Today I spent a couple hours trying to figure out why my 3rd host from previous blog "Homelab – Upgrade Time!" won't connect to the Cisco SFS700D 20GB infiniband switch. vCenter (version 5.5.0 Update 2) was reporting the connection as down:
I am using the HP Connect X cards (Part Number:448397-B21) in all my host machines. My other two hosts connected without any issues. So this seems to be specific to this card. Possibly a firmware issue? In order to check firmware versions I needed to install Mellanox Firmware Tool (MFT) on the Host(s) found here.

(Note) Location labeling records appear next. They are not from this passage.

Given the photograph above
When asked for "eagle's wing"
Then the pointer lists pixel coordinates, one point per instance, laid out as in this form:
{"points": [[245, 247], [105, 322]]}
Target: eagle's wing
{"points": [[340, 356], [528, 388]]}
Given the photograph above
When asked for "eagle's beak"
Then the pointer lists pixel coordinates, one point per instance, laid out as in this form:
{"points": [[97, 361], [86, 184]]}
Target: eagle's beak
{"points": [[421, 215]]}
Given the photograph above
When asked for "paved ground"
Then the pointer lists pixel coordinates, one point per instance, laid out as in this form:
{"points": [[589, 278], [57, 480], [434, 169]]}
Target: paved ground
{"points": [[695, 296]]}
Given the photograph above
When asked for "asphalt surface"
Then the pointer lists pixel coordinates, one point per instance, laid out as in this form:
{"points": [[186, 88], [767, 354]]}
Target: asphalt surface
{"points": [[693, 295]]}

Installing MFT on ESXI Host and check Firmware versions:
Uploaded both vib files to ESXI01 and ESXI03 and put them in the tmp directory using WinSCP
Installed both vibs by running (will require a reboot):
esxcli software vib install -v /tmp/mft-3.8.0.56-10EM 550.0.0.1331820.x86_64.vib
esxcli software vib install -v /tmp/net-mst-3.8.0.56-1OEM.550.0.0.1331820.x86\_64.vib
I checked HP ConnectX card in ESXI03 using the below commands and noticed its using v2.8.0000:
cd /opt/mellanox/bin
./mst start
./mlxfwmanager --query
While ESXI01’s HP ConnectX card is using v2.6.0000:
Downgrading Firmware Version on ESXI03 with MFT:
I decided to downgrade the firmware on ESXI03 to v2.6.0 using the below steps:
cd to the following directory before running the below commands:
/opt/mellanox/bin
Then needed to find out the PSID by running:
./mlxfwmanager --query
Copied older version firmware (v2.6.0000) to Location on ESXI03:
/tmp/fw-25408-2_6_000-448397-B21.bin
We need to get the “PCI Device Name:
/dev/mt25418_pci_cr0
”. Which we can get using the command from step 2 above.Apply the firmware downgrade to ESXI03 with the below command:
./flint -d /dev/mt25418_pci_cr0 -i /tmp/fw-25408-2_6_000-448397-B21.bin burn
Reboot and VOILA!!! We have successfully downgraded the firmware from v2.8.0 to v2.6.0 date was applied. You can run the following command to confirm as well:
./mlxfwmanager –query
Now, if we jump back to vCenter we can see “20000 Full”: